Pasaron los siglos como horas y los imperios como estaciones. Crecieron y murieron muchas lunas y muchos hombres. Las ciudades seguían durmiendo, soñando con las arquitecturas que las iban haciendo crecer. Soñando con vivir.
Cuando finalmente despertaron, encontraron los puentes demolidos y las orillas llenas de fusiles. Hasta el cementerio estaba dividido, aunque los cipreses de ambos lados fueran igual de tristes. Las familias separadas se encontraban a escondidas por la noche o enviaban cartas de contrabando. Y las dos ciudades sufrían indeciblemente porque las habían cercenado sin piedad ni miramientos. Las habían desolado
Un buen día, algún Dios de los Cielos o de las Aguas, o del los Fondos Monetarios decidió que el amor entre las dos ciudades era inaceptable y repugnante y que debía ser eliminado. Pese a que allí vivían diez o  veinte o treinta e incluso cincuenta hombres justos,  (raro por cierto) la ira divina cayó igualmente sobre todos, en forma de un infierno de fuego y azufre, y banqueros inmisericordes. Y así quedaron derruidas sobre la tierra Sodoma y Gomorra, sin más vida que las sombras aterradas que miraban hacia arriba un segundo antes de convertirse en estatuas de sal.

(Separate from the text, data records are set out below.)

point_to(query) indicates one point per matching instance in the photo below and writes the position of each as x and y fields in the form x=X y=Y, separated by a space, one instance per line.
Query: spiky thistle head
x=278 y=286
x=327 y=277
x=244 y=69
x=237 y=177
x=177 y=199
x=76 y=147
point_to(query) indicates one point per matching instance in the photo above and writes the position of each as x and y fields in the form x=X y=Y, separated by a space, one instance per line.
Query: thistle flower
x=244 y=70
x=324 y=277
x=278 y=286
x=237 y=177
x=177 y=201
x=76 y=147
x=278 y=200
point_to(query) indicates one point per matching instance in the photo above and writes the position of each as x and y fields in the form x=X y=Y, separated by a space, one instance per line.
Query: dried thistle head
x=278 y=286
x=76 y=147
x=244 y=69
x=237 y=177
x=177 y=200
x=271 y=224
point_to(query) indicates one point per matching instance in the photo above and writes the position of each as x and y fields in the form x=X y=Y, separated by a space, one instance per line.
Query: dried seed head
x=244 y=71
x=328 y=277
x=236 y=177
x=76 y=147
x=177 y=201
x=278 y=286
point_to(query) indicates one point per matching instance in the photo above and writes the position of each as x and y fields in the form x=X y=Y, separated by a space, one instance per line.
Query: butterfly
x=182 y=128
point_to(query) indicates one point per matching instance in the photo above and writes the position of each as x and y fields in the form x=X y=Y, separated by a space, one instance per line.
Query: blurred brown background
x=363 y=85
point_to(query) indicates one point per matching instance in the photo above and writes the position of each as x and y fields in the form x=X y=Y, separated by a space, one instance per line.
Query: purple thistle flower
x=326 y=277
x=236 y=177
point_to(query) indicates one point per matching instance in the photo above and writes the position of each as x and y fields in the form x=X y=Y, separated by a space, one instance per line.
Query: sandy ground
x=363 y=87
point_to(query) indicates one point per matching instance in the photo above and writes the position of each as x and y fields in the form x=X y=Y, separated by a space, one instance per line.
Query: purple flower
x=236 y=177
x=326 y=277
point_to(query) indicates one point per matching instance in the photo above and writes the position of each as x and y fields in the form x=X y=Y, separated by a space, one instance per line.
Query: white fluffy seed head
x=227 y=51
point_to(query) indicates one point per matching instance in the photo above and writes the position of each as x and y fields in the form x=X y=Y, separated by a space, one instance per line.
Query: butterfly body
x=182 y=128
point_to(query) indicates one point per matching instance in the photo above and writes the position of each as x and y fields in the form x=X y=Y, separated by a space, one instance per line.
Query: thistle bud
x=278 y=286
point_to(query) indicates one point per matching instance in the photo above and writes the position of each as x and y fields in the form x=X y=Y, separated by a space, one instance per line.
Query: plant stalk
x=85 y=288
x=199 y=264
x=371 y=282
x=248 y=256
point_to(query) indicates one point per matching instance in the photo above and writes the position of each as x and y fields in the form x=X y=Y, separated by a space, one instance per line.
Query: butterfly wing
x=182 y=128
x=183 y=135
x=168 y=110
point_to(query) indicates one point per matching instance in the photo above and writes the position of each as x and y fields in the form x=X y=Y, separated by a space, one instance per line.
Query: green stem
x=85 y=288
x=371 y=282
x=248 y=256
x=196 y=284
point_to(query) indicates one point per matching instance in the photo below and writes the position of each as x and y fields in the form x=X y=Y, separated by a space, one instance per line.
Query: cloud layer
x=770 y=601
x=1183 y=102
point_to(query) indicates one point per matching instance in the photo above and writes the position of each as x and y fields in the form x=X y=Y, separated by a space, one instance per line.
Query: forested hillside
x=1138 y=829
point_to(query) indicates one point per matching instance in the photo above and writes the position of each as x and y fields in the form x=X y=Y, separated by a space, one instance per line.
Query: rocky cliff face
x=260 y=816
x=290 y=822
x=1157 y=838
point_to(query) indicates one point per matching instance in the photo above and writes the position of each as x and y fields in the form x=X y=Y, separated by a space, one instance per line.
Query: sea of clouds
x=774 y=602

Sin embargo, la tierra bajo las estatuas aun oculta un extenso laberinto de alcantarillas compartido por ambas ciudades. Allí se guarecieron de la hecatombe muchos hombres y algunos perros. Ellos se están salvando  del diluvio y mantienen la guerra por la subsistencia y el poder. El subsuelo se ha convertido en su residencia habitual, en un Arca sin Noé.